SLE-affected twins were ascertained by record linkage between the National Patient Register (NPR) and the Danish Twin Registry (DTR). Registered SLE codes were validated through medical chart review and information from the treating physicians. Twin pairs with at least one chart-validated SLE proband were invited to participate in a personal interview and clinical validation of the SLE diagnoses.
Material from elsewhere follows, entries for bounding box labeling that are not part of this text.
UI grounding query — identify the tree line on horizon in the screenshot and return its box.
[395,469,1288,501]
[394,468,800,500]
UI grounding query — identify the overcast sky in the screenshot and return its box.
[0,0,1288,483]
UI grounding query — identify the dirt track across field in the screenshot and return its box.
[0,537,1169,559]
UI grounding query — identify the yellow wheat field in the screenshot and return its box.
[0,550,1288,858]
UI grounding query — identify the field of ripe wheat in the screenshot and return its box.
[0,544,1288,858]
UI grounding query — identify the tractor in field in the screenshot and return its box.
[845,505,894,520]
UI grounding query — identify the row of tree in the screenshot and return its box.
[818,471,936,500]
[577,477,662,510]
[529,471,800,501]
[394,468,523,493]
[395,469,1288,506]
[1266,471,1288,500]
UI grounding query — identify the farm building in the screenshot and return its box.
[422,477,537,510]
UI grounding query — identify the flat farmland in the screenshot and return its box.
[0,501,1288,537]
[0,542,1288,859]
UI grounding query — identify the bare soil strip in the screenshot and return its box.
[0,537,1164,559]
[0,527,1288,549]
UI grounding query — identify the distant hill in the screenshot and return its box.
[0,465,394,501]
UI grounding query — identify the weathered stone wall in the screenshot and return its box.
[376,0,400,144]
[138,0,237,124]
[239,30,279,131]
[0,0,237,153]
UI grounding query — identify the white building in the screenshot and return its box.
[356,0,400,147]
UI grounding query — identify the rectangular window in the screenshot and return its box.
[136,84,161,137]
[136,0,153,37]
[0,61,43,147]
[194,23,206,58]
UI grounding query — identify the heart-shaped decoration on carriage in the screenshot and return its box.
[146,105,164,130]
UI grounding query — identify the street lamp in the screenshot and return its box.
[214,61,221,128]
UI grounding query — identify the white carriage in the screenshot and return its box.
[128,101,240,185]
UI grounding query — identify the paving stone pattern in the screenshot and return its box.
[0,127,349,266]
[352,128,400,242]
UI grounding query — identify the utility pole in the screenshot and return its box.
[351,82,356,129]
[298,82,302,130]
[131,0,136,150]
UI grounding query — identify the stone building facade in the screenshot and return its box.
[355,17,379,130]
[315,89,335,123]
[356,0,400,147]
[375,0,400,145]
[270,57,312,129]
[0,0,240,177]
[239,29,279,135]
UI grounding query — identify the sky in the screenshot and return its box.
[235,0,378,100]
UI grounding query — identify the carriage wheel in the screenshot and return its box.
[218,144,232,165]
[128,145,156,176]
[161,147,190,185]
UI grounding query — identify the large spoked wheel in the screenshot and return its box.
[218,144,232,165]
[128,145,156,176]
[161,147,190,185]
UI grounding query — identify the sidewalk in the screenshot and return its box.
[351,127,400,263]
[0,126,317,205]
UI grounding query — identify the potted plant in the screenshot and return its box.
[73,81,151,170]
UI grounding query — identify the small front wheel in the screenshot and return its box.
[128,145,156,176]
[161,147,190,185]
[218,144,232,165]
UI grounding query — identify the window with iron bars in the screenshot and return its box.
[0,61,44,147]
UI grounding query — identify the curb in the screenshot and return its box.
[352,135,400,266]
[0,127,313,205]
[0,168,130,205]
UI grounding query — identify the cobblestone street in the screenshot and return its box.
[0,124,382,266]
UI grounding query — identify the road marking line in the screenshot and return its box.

Twenty-two twins fulfilled the ACR criteria for SLE. The age- and sex-adjusted point SLE prevalence in the Danish twin cohort was 30.3 per 100,000 persons (95% CI: 19.2-46.5). Among seven monozygotic (MZ), eight same-sex dizygotic (DZss) and five opposite-sex dizygotic (DZos) twin pairs, one MZ and one DZss were concordant for SLE. This corresponded to probandwise concordance rates of 25.0% (95% CI: 7.15-59.1) and 7.7% (95% CI: 1.37-33.3), and pairwise concordance rates of 14.3% (95% CI: 2.57-51.3) and 7.7% (95% CI: 1.37-33.3) among MZ and DZ twins, respectively. An SLE diagnosis was clinically validated in 17 twins from 15 twin pairs. Another four co-twins had other autoimmune disease, corresponding to a probandwise concordance of any autoimmune disease of 50.0% in MZ (95% CI: 21.5-78.5) and 23.1% in DZ twins (95% CI: 8.18-50.3).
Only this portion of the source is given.